Sniffing for Browsers

The key to writing solid DHTML is to find out which browser is looking at your page. To do this, we must do some browser sniffing. If you need to know specific versions of a browser, you can use properties of the navigator object:

navigator.appName
and
navigator.appVersion

This gives you the name of the browser, as well as the version. The example below writes the appName and appVersion to the page. Look at this example in both browsers to see what is returned.



When accessing CSS elements (often referred to as "layers"), it is more efficient to test for support of syntax rather than appName or appVersion. In other words, an IE4+ browser's path to a CSS element begins with "document.all" while a NN4.x browser's path to a CSS element begins with "document.layers". So to find out which browser is looking at your page, you might say:

if (document.all) {
JavaScript statements here
}


Any statement in that if statement's body will only execute if the browser supports the document.all syntax.

Since we will need the path for each browser for every dhtml function we write, its easiest to store the paths in variables. Using syntax support, we'll assign variables representing each browser a boolean (true or false) value. Assigning boolean values to re-usable variables makes your code easy to read.
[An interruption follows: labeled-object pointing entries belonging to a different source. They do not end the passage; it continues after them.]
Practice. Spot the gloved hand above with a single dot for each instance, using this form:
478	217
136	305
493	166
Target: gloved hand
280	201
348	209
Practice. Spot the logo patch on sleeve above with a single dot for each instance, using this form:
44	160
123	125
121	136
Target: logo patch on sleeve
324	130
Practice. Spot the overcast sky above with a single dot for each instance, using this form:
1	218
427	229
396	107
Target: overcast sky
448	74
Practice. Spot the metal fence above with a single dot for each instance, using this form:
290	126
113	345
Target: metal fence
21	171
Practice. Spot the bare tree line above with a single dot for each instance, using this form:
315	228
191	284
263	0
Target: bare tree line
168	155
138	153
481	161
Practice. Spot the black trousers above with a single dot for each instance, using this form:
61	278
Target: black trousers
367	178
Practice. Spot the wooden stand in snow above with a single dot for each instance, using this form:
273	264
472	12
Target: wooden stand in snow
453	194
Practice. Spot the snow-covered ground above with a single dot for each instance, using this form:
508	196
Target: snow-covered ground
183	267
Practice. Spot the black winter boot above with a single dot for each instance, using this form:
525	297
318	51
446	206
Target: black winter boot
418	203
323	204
So, below is the syntax supported by the most widely used browsers as the beginning of the path to the CSS element:
document.all (IE),
document.layers (Netscape 4.x)
document.getElementById (Netscape 6+, IE 5+ and all standards compliant browsers).
Assign our browser-representing variables:

var ie, nn4, dom

if(document.all){
ie = true
else{
ie = false
}

else if(document.layers){
nn4 = true
else{
nn4 = false
}

else if(document.getElementById){
dom = true
else{
dom = false
}
Then to test which browser is viewing the page:
if(nn4){
netscape 4 statements here...
}
else if(ie){
ie statments here...
}
etc.
Rather than using lengthy if/else statements, we can use a special operator in a short hand version of the code above. Enter the conditional operator (?:). The conditional operator is the only JavaScript operator that takes three operands. If the operand to the left of ? evaluates to true, the expression to the left of the : is assigned to the variable, otherwise the expression to the right of the : is assigned.
var nn4 = (document.layers) ? true : false
var ie = (document.all) ? true : false
var dom = (document.getElementById && !document.all) ? true : false
IE 5.5+ browsers support both document.all and document.getElementById. Because of this, we'll need to confine the dom variable to exclude ie browsers to keep statements from returning errors.